In termini di ripercussioni dirette, le previsioni di Intesa Sanpaolo indicano a breve termine un costo per il Made in Italy fino a 3 miliardi di euro in termini di esportazioni perse o ritardate, principalmente a causa del rallentamento previsto nell’economia UK e della diminuzione del valore della sterlina, con quest’ultimo già in evidenza. La conseguenza più importante a lungo termine è prevista arrivare dall’imposizione di dazi all’importazione (si parla di una tariffa del 5%, sulla falsariga dell’imposta commerciale sui prodotti extra-UE), traducendosi in un aumento sostanziale del costo per i consumatori, problema aggravato dall’indebolimento della moneta nazionale. Tutto ciò dovrebbe avere un effetto sostanziale su un’ampia varietà di settori di esportazione italiani, tra cui alimentare, vino, moda, mobili e macchinari per un valore complessivo di circa un miliardo di euro. L’impatto sarà tanto più pesante quanto il Regno Unito aveva precedentemente assunto lo status di rifugio sicuro per le esportazioni italiane, anche durante il periodo di recessione post-2008.
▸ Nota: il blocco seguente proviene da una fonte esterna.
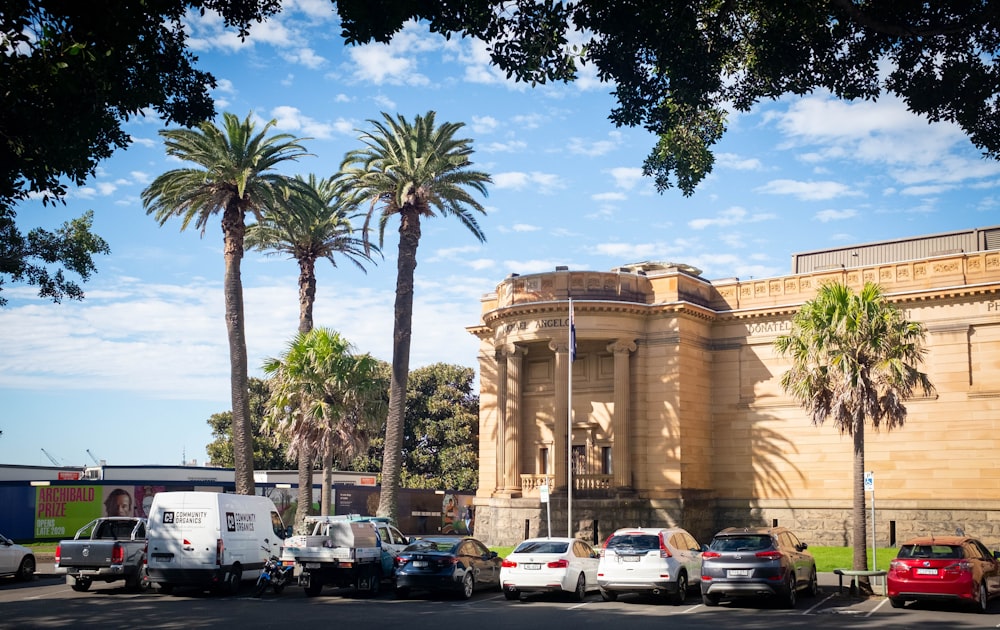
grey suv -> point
(754, 562)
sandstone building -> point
(678, 415)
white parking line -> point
(880, 604)
(817, 605)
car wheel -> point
(813, 589)
(791, 597)
(233, 580)
(468, 585)
(580, 593)
(27, 569)
(81, 585)
(681, 595)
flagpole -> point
(569, 425)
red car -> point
(944, 568)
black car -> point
(459, 564)
(755, 562)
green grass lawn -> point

Secondo SACE i settori maggiormente colpiti saranno meccanica strumentale e mezzi di trasporto, con cali rispettivamente tra il 10-18% e 10-16%. Salvi, invece, tessile e abbigliamento (con un calo previsto tra 1% e 3%) e agroalimentare che, al contrario, continuerà a crescere anche del 6%. Secondo gli analisti ciò si spiega con il fatto che i primi tagli dovuti alla Brexit riguarderanno gli investimenti e non i consumi. L’incertezza e l’impatto economico scoraggeranno gli imprenditori britannici a investire nelle proprie imprese, quindi anche nei macchinari per la produzione, settore nel quale l’Italia è uno dei leader mondiali, e nei mezzi di trasporto commerciali. Problema che, invece, non riguarderebbe agroalimentare e moda, settori che producono beni di consumo generalmente destinati a un mercato di fascia alta e, dunque, a classi sociali che meno risentiranno degli effetti economici dell’uscita della Regno Unito dalla UE. Al contrario, Prometeia prevede cali ridotti per settori come meccanica, farmaceutica e mezzi di trasporto dovuti all’alto grado di specializzazione dell’offerta italiana. Penalizzati, invece, i comparti del Made in Italy tradizionale, con l’agroalimentare che arriverebbe a perdere 450 milioni di euro (-14%) e la moda oltre 200 mln (-9%).

Infine, non va dimenticato che il Regno Unito ha rappresentato un punto di transito strategico  per quei prodotti italiani destinati ai mercati più lontani, in particolare negli USA. È probabile che questo stesso ruolo verrà sostituito da altri Paesi UE confinanti, con l’Irlanda a rappresentare il candidato principale.